Dia beralasan, tidak ada alasan bagi pemerintah untuk menolak usulan kebijakan pengembalian penerimaan dana bea keluar sawit kepada daerah produsen. Ia menilai, secara teknis bentuknya sama dengan yang dilakukan kepada komoditas tembakau sehingga seharusnya bisa dilakukan untuk sawit serta karet.

Panja DPR juga mempertanyakan besarnya porsi bea keluar minyak kelapa sawit di Indonesia yang sebesar 9% dibandingkan Malaysia yang hanya 4,5%. "Kenapa ini bisa jauh lebih besar dari Malaysia. Pemerintah harus bsia menjawab ini agar kita bisa bersaing," ujarnya.

Menurut Erik, panja sawit dan karet akan menyelesaikan seluruh rangkaian kerja sampai akhir masa sidang ke-IV atau tepatnya pada pertengahan Juli 2013. Setelah itu panja sawit dan karet akan memberikan rekomendasi kepada pemerintah pada masa sidang berikutnya..

Direktur Jenderal Perkebunan Kementerian Pertanian (Kemtan), Gamal Nasir, mengatakan, Kemtan sudah berupaya untuk memberikan kemudahan bagi petani dan mendorong hilirisasi. "Dalam revisi Permentan Nomor 26 Tahun 2007 akan dibatasi kepemilikan satu grup perusahaan sebesar 100.000 hektar(ha).
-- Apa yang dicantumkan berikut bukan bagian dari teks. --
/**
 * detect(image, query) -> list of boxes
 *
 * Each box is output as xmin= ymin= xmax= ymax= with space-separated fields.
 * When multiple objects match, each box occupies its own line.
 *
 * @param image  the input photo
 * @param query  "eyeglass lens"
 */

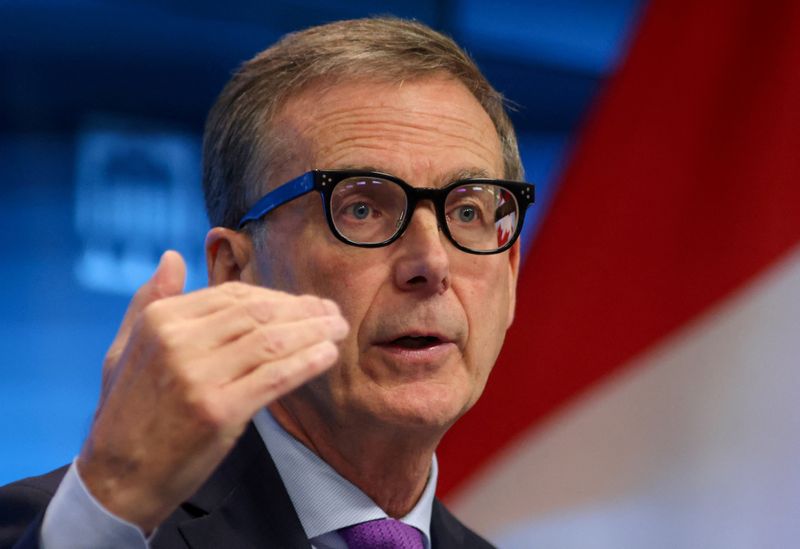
xmin=329 ymin=176 xmax=519 ymax=252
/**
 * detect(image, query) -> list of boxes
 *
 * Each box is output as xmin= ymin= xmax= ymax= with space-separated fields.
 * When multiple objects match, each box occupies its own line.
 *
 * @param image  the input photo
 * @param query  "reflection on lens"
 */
xmin=445 ymin=184 xmax=518 ymax=251
xmin=330 ymin=177 xmax=407 ymax=244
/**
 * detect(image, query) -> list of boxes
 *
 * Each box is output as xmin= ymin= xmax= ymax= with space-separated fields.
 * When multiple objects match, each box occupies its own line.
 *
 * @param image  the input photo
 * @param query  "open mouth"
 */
xmin=388 ymin=335 xmax=443 ymax=349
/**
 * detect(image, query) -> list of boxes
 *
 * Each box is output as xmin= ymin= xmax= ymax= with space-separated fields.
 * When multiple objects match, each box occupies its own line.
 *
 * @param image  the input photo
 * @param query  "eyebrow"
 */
xmin=329 ymin=165 xmax=495 ymax=187
xmin=441 ymin=167 xmax=494 ymax=183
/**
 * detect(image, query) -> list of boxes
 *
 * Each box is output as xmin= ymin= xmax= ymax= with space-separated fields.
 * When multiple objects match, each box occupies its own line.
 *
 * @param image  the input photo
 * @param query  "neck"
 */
xmin=269 ymin=401 xmax=440 ymax=517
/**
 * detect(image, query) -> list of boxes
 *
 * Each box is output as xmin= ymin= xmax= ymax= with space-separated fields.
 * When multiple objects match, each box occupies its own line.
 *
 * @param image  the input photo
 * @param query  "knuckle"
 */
xmin=257 ymin=344 xmax=337 ymax=399
xmin=220 ymin=281 xmax=252 ymax=299
xmin=187 ymin=390 xmax=230 ymax=429
xmin=254 ymin=326 xmax=287 ymax=358
xmin=306 ymin=341 xmax=338 ymax=371
xmin=138 ymin=301 xmax=171 ymax=339
xmin=243 ymin=298 xmax=275 ymax=324
xmin=145 ymin=321 xmax=180 ymax=357
xmin=141 ymin=298 xmax=168 ymax=322
xmin=261 ymin=367 xmax=293 ymax=396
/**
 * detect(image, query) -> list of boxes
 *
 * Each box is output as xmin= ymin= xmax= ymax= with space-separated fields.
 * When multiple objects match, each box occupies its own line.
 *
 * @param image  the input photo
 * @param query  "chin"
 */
xmin=359 ymin=378 xmax=479 ymax=434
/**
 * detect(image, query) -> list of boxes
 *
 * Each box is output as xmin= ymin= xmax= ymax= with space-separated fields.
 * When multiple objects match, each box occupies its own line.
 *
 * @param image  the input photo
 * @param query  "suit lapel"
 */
xmin=172 ymin=423 xmax=311 ymax=549
xmin=430 ymin=499 xmax=465 ymax=549
xmin=430 ymin=498 xmax=496 ymax=549
xmin=154 ymin=423 xmax=488 ymax=549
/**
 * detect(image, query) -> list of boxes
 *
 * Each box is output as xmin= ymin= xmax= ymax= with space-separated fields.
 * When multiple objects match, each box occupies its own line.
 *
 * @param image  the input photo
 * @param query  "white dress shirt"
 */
xmin=40 ymin=410 xmax=437 ymax=549
xmin=253 ymin=408 xmax=436 ymax=549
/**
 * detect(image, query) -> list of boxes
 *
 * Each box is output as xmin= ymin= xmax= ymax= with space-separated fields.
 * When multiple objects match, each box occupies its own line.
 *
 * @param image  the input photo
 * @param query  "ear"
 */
xmin=505 ymin=240 xmax=521 ymax=329
xmin=205 ymin=227 xmax=258 ymax=286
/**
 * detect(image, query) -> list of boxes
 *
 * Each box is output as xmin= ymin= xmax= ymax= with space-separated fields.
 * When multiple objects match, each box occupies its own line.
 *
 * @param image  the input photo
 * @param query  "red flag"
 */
xmin=439 ymin=0 xmax=800 ymax=511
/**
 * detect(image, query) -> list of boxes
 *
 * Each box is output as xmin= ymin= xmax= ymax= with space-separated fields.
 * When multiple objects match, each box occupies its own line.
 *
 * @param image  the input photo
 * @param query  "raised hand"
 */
xmin=77 ymin=251 xmax=348 ymax=532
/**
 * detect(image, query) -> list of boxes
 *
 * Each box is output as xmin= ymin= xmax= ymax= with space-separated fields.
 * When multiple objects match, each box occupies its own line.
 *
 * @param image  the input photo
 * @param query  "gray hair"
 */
xmin=202 ymin=17 xmax=524 ymax=229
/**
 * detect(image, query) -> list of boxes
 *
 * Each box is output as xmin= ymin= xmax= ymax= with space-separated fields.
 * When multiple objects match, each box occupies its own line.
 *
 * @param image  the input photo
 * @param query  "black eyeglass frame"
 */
xmin=238 ymin=169 xmax=535 ymax=255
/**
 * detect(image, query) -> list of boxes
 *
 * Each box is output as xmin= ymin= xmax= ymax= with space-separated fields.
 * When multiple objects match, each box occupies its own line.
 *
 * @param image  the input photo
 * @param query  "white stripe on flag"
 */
xmin=451 ymin=243 xmax=800 ymax=548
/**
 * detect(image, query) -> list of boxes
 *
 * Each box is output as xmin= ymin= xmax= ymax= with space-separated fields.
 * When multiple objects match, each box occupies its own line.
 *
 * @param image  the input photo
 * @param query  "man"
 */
xmin=0 ymin=17 xmax=532 ymax=548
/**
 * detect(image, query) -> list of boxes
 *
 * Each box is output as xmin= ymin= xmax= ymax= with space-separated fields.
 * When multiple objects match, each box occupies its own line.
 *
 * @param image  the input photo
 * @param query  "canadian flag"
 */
xmin=438 ymin=0 xmax=800 ymax=546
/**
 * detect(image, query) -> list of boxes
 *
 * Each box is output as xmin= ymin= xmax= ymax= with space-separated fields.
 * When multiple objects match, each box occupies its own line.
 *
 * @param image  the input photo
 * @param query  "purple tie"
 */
xmin=338 ymin=518 xmax=425 ymax=549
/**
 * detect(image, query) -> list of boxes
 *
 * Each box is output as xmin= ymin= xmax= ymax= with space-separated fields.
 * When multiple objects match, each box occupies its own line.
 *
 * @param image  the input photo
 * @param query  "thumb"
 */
xmin=105 ymin=250 xmax=187 ymax=366
xmin=150 ymin=250 xmax=187 ymax=300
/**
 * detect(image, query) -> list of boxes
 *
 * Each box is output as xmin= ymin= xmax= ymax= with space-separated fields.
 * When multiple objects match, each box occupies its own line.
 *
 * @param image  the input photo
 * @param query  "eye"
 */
xmin=346 ymin=201 xmax=377 ymax=220
xmin=454 ymin=205 xmax=478 ymax=223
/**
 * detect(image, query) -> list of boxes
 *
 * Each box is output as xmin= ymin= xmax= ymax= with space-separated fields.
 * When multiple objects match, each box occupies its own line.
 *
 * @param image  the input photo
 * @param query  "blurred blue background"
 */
xmin=0 ymin=0 xmax=642 ymax=484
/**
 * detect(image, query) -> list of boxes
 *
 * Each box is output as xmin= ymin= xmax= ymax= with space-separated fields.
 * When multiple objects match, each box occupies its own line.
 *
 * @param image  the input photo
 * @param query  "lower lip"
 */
xmin=374 ymin=341 xmax=457 ymax=366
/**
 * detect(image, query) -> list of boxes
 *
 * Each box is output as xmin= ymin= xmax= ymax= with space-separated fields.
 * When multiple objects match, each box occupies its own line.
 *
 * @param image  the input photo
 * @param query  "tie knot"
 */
xmin=339 ymin=518 xmax=424 ymax=549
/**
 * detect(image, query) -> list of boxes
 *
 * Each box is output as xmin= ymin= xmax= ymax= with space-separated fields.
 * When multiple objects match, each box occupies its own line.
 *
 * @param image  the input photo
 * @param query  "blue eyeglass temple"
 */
xmin=238 ymin=172 xmax=316 ymax=229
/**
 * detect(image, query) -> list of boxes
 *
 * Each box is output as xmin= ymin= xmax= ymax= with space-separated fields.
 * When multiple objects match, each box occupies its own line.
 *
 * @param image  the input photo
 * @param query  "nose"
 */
xmin=392 ymin=204 xmax=451 ymax=295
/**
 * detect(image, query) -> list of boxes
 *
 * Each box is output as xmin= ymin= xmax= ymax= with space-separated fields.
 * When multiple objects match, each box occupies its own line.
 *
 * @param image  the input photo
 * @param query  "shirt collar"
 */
xmin=252 ymin=409 xmax=437 ymax=546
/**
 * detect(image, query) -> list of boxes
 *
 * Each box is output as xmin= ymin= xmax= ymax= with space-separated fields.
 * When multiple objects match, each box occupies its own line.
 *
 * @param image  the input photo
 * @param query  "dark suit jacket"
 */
xmin=0 ymin=424 xmax=494 ymax=548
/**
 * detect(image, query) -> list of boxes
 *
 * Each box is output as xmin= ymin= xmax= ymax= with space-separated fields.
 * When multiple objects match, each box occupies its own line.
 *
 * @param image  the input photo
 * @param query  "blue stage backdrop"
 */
xmin=0 ymin=2 xmax=645 ymax=546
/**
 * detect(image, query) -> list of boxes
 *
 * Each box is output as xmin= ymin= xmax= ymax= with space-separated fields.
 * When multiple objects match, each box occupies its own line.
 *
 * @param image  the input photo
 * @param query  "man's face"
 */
xmin=253 ymin=75 xmax=519 ymax=434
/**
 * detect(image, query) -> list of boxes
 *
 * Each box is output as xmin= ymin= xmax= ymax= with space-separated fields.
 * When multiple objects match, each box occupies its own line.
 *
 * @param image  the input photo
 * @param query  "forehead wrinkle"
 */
xmin=317 ymin=115 xmax=495 ymax=146
xmin=306 ymin=104 xmax=495 ymax=148
xmin=319 ymin=143 xmax=499 ymax=183
xmin=310 ymin=119 xmax=500 ymax=174
xmin=309 ymin=102 xmax=485 ymax=133
xmin=276 ymin=77 xmax=504 ymax=180
xmin=317 ymin=127 xmax=497 ymax=162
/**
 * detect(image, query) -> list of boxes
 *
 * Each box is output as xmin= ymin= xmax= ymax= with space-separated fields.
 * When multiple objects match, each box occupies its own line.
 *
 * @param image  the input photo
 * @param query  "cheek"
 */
xmin=457 ymin=254 xmax=512 ymax=311
xmin=455 ymin=257 xmax=513 ymax=364
xmin=303 ymin=249 xmax=391 ymax=337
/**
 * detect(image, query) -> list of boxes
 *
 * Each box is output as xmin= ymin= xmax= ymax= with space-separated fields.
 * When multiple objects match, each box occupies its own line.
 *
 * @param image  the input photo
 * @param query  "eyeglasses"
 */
xmin=238 ymin=170 xmax=535 ymax=255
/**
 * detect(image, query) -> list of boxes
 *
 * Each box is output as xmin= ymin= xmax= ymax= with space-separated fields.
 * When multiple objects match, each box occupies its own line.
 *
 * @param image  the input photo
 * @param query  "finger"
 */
xmin=177 ymin=295 xmax=348 ymax=351
xmin=154 ymin=250 xmax=187 ymax=297
xmin=226 ymin=340 xmax=340 ymax=420
xmin=151 ymin=282 xmax=341 ymax=321
xmin=105 ymin=251 xmax=187 ymax=365
xmin=193 ymin=314 xmax=349 ymax=382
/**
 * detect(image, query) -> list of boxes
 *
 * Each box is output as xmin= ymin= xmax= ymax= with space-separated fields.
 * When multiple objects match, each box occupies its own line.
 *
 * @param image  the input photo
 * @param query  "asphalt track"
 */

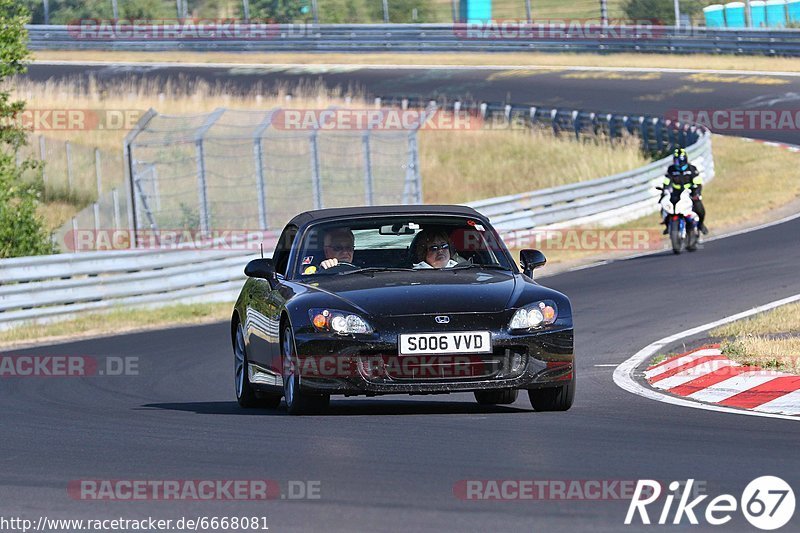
xmin=3 ymin=63 xmax=800 ymax=532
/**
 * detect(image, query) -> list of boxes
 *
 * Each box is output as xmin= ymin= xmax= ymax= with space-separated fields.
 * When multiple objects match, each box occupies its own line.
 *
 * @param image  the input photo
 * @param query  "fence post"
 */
xmin=123 ymin=108 xmax=158 ymax=246
xmin=310 ymin=128 xmax=323 ymax=210
xmin=39 ymin=136 xmax=47 ymax=187
xmin=193 ymin=108 xmax=225 ymax=234
xmin=65 ymin=141 xmax=73 ymax=193
xmin=94 ymin=147 xmax=102 ymax=198
xmin=403 ymin=129 xmax=422 ymax=204
xmin=252 ymin=111 xmax=274 ymax=230
xmin=112 ymin=188 xmax=121 ymax=230
xmin=93 ymin=203 xmax=100 ymax=250
xmin=71 ymin=217 xmax=79 ymax=253
xmin=363 ymin=127 xmax=374 ymax=205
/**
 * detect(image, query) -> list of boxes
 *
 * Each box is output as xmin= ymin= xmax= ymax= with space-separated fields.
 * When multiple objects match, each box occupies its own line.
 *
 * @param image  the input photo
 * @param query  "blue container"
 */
xmin=459 ymin=0 xmax=492 ymax=23
xmin=724 ymin=2 xmax=746 ymax=27
xmin=766 ymin=0 xmax=787 ymax=27
xmin=787 ymin=0 xmax=800 ymax=22
xmin=751 ymin=1 xmax=768 ymax=27
xmin=704 ymin=4 xmax=726 ymax=27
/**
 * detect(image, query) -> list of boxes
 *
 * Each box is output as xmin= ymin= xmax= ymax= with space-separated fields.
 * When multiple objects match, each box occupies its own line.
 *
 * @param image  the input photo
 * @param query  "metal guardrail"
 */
xmin=0 ymin=248 xmax=254 ymax=330
xmin=26 ymin=24 xmax=800 ymax=56
xmin=0 ymin=98 xmax=712 ymax=331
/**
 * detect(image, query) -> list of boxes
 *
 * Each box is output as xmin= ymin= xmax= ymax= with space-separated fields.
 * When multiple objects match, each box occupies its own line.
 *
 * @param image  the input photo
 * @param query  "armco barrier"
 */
xmin=26 ymin=24 xmax=800 ymax=56
xmin=0 ymin=100 xmax=712 ymax=331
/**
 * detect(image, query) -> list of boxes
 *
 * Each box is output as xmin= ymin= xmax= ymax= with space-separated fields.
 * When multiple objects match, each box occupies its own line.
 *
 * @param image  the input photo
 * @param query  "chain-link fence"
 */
xmin=125 ymin=108 xmax=421 ymax=238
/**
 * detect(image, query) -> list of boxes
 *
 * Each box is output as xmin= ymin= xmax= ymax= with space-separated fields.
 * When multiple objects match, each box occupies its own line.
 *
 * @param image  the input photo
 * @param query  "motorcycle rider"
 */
xmin=660 ymin=147 xmax=707 ymax=235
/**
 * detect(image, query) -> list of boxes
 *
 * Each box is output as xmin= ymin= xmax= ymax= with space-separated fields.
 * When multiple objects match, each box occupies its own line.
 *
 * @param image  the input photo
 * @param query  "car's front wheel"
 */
xmin=527 ymin=373 xmax=575 ymax=412
xmin=473 ymin=389 xmax=519 ymax=405
xmin=282 ymin=326 xmax=330 ymax=415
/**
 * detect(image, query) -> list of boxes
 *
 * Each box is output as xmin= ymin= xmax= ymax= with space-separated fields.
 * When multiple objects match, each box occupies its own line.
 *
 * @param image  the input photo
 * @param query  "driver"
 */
xmin=320 ymin=228 xmax=355 ymax=270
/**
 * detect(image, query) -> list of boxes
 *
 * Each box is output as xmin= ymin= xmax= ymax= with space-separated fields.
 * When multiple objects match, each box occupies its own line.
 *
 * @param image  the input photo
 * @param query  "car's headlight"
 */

Prinsipnya untuk menerapkan keadilan," ujarnya.

Menurut Gamal, para perusahaan besar juga wajib memberikan kebun rakyat atau plasma sebesar 20% dari total kepemilikan lahan. Nantinya, setiap perusahaan berdampingan dengan Pemerintah Daerah (Pemda) mencari kebun rakyat di luar lahan Hak Guna Usaha (HGU).

Gamal melanjutkan, bahwa Kemtan juga menyetujui menerapkan kebijakan pengembalian dana bea keluar kepada petani. "Kami sudah surati Menteri Keuangan pada 27 Agustus 2012 lalu tetapi di tolak," ujarnya.

Menurut Gamal, dasar penolakannya adalah penerimaan bea keluar sawit dan karet tidak stabil serta beragamnya lokasi pungutan. Padahal pengembalian dana bea keluar untuk membantu para petani khususnya kelapa sawit.

Direktorat Jenderal Bea dan Cukai Kementerian Keuangan mencatat, sampai 31 Mei 2013 penerimaan bea keluar untuk CPO adalah sebesar  Rp 3,19 triliun dari total penerimaan bea keluar sebesar Rp 5,9 triliun. Total penerimaan bea keluar pada akhir Mei 2013 turun 37% dibanding periode yang sama di tahun sebelumnya.

Sampai akhir tahun 2013 target penerimaan bea keluar negara adalah sebesar Rp 17,6 triliun turun dari target sebelumnya sebesar Rp 31,7 triliun. Dari total target penerimaan bea keluar di akhir tahun ini, porsi produk CPO adalah sebesar 92% atau setara Rp 11,1 triliun.

Rendahnya penerimaan bea keluar didorong menurunnya tarif bea keluar cpo menjadi 9%. Padahal dalam APBN 2013 bea keluar ditargetkans ebesar 15%. Menurunnya tarif bea keluar didorong jatuhnya harga CPO di pasar internasional.